Um dos princípios hermenêuticos vindos da Reforma é que se deve interpretar a Bíblia pela Bíblia. Nesse sentido, a Bíblia fala claramente da relação entre o pecado da exploração e da opressão e a existência do pobre e da pobreza. A injustiça, além de denunciada, deve ser ultrapassada pela justiça, com a qual Deus está visceralmente comprometido; e nisso ele quer ver o seu povo engajado de maneira singular e prioritária.
Um dos textos mais belos e profundos de como isso deveria e poderia acontecer é o da experiência da igreja primitiva, quando uma comunidade emergente praticava o suprimento das necessidades básicas da vida e onde as meninas tinham chinelos para calçar (At 2.42-47). Assim, eles oravam, comiam e cantavam juntos, como Deus gosta.
Os Objetivos de Desenvolvimento do Milênio, dos quais começamos a tratar na edição anterior (maio/junho de 2007), estabelecem como primeiro objetivo “acabar com a fome e a miséria” no mundo. A fome e a miséria aqui identificadas são as extremas, quando as necessidades básicas da vida — comida, água, vestuário, abrigo, saneamento, educação e saúde — não podem ser atendidas. Em termos do Banco Mundial, isso acontece quando se vive com menos de 1 dólar por dia, o que ocorre hoje com 1,1 bilhão de pessoas. Em conseqüência, a cada três segundos morre uma criança no mundo vítima de aids e pobreza extrema.
Esse objetivo propõe reduzir pela metade até 2015 o número de pessoas que vivem assim, bem como reduzir pela metade a proporção de pessoas que sofrem fome e aumentar a quantidade de comida para aqueles que sofrem fome extrema.

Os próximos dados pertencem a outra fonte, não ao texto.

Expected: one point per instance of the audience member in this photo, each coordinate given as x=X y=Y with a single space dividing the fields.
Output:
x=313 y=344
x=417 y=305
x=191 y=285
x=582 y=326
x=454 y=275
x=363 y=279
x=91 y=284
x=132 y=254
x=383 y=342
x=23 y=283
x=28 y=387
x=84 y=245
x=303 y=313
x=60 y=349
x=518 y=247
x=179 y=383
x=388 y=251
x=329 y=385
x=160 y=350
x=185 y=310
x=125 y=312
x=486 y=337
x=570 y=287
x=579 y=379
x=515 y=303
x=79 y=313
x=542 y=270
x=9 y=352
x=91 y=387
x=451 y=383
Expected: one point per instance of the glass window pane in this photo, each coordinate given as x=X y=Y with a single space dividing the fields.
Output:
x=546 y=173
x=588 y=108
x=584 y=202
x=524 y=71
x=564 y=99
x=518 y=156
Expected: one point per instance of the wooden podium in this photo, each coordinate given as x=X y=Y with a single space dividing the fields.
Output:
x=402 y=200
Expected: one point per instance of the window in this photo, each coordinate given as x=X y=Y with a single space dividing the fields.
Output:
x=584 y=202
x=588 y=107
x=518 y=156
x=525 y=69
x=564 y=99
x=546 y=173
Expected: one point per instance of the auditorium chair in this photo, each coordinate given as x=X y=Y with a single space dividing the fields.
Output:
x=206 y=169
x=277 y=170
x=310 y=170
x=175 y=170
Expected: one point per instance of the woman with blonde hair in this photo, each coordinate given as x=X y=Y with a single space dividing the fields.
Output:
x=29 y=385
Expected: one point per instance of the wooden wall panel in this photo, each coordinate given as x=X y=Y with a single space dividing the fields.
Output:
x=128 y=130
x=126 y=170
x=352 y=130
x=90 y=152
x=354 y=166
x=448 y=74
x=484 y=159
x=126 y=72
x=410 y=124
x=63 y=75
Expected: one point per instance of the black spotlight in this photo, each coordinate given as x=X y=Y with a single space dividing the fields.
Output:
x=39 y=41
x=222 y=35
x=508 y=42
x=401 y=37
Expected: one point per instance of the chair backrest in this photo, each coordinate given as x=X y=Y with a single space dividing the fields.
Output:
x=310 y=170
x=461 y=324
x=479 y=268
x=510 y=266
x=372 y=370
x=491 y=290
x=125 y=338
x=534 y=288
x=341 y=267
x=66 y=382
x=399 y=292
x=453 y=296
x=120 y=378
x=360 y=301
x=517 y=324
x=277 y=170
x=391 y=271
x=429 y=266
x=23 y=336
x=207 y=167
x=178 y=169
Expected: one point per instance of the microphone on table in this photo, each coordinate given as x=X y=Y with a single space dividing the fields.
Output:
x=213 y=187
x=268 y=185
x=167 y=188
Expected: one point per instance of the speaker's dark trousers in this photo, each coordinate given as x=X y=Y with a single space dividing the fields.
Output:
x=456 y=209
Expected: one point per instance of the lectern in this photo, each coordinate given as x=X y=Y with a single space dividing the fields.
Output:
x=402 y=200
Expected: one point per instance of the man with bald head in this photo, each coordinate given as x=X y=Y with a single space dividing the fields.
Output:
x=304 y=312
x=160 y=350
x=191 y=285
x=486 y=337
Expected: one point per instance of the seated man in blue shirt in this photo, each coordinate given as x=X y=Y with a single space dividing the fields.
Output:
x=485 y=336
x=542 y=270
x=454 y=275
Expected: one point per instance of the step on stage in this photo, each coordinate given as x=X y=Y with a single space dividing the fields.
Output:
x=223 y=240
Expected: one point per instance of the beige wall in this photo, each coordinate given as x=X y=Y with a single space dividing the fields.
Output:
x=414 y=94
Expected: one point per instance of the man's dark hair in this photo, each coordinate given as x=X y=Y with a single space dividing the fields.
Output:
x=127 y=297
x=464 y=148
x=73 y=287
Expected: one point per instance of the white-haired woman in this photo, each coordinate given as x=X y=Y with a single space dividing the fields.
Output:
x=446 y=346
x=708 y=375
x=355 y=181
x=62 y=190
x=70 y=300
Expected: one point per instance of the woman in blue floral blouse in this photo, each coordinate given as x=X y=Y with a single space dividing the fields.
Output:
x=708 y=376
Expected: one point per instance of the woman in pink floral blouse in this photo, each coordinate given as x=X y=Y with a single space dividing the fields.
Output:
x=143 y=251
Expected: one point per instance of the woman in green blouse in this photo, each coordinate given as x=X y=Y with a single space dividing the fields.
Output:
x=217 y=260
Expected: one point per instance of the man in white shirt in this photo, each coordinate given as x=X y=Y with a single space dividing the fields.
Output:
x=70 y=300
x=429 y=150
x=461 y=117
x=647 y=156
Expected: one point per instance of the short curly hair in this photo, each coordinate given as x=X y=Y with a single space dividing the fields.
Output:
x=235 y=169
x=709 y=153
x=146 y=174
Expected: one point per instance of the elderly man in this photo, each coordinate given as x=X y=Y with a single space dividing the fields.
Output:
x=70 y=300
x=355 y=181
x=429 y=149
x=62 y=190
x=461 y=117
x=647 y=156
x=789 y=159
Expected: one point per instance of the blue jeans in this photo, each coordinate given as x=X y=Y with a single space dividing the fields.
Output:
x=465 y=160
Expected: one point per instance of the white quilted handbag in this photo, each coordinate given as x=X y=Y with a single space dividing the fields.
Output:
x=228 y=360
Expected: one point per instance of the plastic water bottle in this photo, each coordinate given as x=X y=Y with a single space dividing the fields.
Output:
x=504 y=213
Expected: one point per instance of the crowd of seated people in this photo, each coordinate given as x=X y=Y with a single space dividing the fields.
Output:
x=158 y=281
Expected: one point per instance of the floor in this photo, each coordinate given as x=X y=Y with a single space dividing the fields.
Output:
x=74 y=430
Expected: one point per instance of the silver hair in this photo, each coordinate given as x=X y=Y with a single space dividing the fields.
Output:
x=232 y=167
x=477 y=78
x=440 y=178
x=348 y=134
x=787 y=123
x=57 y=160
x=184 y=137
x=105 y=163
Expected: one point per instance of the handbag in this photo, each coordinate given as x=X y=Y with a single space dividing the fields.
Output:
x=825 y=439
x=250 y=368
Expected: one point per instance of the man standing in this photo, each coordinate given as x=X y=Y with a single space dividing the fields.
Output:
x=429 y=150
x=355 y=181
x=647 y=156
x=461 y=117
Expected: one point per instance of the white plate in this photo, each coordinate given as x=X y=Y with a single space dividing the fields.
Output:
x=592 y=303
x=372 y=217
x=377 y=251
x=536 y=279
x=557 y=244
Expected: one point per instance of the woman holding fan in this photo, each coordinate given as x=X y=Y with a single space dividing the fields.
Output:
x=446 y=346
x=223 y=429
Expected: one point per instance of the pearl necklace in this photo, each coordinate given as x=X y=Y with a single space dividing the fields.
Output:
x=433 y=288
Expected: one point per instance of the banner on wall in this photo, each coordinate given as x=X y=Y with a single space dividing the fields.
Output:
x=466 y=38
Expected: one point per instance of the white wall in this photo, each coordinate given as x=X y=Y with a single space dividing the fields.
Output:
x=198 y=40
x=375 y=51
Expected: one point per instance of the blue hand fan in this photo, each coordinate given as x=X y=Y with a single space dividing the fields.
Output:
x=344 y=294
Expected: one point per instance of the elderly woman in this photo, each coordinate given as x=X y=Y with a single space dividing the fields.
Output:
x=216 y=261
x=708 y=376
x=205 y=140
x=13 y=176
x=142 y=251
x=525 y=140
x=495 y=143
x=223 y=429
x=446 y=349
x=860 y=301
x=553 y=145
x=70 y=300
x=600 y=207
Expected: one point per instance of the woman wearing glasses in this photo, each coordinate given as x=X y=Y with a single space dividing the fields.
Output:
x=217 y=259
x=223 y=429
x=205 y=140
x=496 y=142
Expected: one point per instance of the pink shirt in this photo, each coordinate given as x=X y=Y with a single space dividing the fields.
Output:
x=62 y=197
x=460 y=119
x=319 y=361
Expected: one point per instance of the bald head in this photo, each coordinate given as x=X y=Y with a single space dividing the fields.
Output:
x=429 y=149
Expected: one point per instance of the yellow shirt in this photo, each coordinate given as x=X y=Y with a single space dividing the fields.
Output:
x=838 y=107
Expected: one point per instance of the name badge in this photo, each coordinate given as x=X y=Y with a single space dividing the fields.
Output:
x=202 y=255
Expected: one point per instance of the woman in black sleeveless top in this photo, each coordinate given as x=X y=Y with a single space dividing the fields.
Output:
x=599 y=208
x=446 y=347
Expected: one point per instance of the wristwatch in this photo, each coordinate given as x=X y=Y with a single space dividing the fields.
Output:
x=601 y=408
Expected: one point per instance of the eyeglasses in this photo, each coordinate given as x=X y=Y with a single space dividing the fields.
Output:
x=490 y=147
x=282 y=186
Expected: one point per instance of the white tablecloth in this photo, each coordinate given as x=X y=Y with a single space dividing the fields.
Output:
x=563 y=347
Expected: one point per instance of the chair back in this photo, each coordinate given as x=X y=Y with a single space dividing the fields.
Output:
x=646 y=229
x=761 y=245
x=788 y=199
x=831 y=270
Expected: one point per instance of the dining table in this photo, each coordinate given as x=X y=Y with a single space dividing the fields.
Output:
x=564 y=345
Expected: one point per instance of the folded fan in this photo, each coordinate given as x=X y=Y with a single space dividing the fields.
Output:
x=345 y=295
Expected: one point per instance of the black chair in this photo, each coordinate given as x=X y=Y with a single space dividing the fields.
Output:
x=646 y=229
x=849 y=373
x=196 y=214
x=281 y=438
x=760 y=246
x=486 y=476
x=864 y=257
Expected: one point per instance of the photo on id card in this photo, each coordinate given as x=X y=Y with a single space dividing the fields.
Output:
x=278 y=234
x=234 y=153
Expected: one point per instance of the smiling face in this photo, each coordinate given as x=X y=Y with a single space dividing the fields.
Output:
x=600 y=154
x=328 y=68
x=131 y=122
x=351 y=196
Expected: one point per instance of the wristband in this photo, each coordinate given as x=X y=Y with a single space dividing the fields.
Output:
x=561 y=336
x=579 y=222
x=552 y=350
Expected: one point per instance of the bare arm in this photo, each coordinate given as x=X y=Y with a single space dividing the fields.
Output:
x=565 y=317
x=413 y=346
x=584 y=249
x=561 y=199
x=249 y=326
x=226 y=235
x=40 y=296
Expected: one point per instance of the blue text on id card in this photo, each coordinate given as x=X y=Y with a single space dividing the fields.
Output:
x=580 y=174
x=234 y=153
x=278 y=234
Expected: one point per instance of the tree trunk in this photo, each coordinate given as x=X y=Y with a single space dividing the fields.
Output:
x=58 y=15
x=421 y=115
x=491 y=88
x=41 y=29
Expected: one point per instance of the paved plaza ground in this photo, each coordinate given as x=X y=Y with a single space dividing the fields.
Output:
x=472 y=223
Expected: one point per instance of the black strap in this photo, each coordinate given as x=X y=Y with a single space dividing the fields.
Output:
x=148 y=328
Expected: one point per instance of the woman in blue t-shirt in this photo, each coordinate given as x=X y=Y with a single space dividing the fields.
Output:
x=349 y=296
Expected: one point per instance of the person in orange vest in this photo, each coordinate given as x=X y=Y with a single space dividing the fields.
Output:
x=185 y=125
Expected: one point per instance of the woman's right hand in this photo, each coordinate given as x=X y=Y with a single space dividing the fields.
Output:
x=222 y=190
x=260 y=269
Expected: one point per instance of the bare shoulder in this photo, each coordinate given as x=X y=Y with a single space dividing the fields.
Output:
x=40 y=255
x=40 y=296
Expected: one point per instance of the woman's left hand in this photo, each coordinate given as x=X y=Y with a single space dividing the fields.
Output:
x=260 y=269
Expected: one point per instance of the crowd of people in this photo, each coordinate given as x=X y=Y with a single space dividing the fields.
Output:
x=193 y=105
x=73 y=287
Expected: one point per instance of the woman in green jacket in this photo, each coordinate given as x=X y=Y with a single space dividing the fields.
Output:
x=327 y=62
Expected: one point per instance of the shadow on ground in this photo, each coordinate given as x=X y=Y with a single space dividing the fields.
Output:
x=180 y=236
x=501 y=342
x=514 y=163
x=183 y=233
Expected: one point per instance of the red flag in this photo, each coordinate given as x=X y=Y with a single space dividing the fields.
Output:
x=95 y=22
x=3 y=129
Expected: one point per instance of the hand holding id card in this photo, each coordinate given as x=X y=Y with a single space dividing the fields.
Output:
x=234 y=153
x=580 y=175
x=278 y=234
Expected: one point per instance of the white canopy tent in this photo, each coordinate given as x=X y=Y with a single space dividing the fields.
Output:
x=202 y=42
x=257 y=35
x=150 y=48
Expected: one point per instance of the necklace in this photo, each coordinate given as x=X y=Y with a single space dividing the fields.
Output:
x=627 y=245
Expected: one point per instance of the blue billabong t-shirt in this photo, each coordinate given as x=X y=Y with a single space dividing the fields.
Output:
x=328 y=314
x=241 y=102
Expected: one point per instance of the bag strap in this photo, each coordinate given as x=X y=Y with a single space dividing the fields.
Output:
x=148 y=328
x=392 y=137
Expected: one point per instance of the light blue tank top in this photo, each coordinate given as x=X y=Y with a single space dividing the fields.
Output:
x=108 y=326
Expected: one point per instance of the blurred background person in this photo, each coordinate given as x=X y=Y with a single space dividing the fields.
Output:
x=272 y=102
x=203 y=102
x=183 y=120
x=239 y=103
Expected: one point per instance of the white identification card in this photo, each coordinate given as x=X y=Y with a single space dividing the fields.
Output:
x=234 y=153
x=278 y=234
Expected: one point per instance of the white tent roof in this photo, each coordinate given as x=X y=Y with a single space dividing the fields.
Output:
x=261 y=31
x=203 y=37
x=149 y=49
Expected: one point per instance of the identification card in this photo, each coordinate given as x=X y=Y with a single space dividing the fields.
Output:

Estamos em 2007 e acabou-se o primeiro tempo desse jogo pela vida. Em alguns lugares do mundo, entre os quais o Brasil, o progresso tem sido significativo. Já em outros, especialmente no continente africano, o alcance do objetivo deixa muito a desejar. No Brasil os programas Bolsa Escola e Bolsa Família ajudaram a alcançá-lo. Enquanto em 1994 a população brasileira que vivia abaixo da linha da pobreza era de 23,4%, em 2004 ela diminuiu para 14,2%. Isso é muito bom, embora ainda haja muita menina descalça batendo em nosso ombro...
Nós cristãos afirmamos esse objetivo e convidamos todos a contribuírem para alcançá-lo. As igrejas têm uma herança profética e um mandato missionário que visa anunciar e vivenciar o Deus da justiça como aquele que não quer ver meninas descalças batendo no ombro de ninguém. O rev. Joel Edwards, que encabeça o Desafio do Milênio,* diz que “os Objetivos de Desenvolvimento do Milênio ecoam as palavras dos profetas e dos ensinamentos de Jesus”. Igrejas do mundo todo vêm fazendo desses objetivos uma das suas atividades centrais. Por que não fazê-lo também entre nós? Eis uma sugestão: assim como muitas igrejas vêm descobrindo a importância de fazer conferências com o objetivo de criar consciência missionária, poderíamos realizar também “Conferências Miquéias” que nos levem a descobrir que o Deus da justiça é também o Deus do amor. Assim, muitas igrejas passariam a investir em processos de sustentabilidade a fim de que as meninas já não tenham de andar descalças.